Southwest Airlines beendet freie Platzwahl nach 54 Jahren
Letzte Passagiere auf Hawaii-Flug erlebten Ende einer Ära – Airline passt sich Konkurrenz an

Southwest Airlines hat am Dienstag seine legendäre Politik der freien Platzwahl beendet. Nach über 54 Jahren müssen sich Passagiere nicht mehr beim Boarding um die besten Sitzplätze drängeln. Der letzte Flug mit freier Platzwahl führte von Honolulu nach Los Angeles mit 112 Passagieren an Bord.
Die US-amerikanische Billigfluggesellschaft führt ab sofort zugewiesene Sitzplätze für alle Kunden ein. Damit gibt Southwest eines ihrer markantesten Alleinstellungsmerkmale auf und gleicht sich den Geschäftsmodellen traditioneller Airlines an. Die Entscheidung erfolgt unter zunehmendem Druck, den Umsatz zu steigern.
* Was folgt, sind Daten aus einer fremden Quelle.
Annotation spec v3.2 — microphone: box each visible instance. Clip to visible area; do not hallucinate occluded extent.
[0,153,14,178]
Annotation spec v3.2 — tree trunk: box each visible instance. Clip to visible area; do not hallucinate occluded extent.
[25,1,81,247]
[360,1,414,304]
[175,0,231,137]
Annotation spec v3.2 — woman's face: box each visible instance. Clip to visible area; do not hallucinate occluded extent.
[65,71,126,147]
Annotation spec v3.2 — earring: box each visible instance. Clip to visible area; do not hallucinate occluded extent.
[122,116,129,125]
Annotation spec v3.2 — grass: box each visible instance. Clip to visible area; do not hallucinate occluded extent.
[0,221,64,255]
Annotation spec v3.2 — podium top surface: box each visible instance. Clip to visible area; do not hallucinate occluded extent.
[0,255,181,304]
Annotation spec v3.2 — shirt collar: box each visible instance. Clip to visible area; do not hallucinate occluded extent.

Ende einer Tradition im Luftverkehr
Die freie Platzwahl galt jahrzehntelang als Markenzeichen von Southwest. Passagiere erhielten beim Check-in lediglich eine Boarding-Gruppe und Position, konnten dann aber selbst entscheiden, wo sie sitzen wollten. Für manche Reisende bedeutete dies Flexibilität, für andere Stress und Unsicherheit.
Mit der Umstellung auf zugewiesene Sitzplätze wissen Southwest-Kunden künftig bereits vor dem Boarding genau, wo sie sitzen werden. Die Airline verspricht sich davon höhere Einnahmen durch den Verkauf von Premium-Sitzplätzen und eine bessere Planbarkeit für Passagiere.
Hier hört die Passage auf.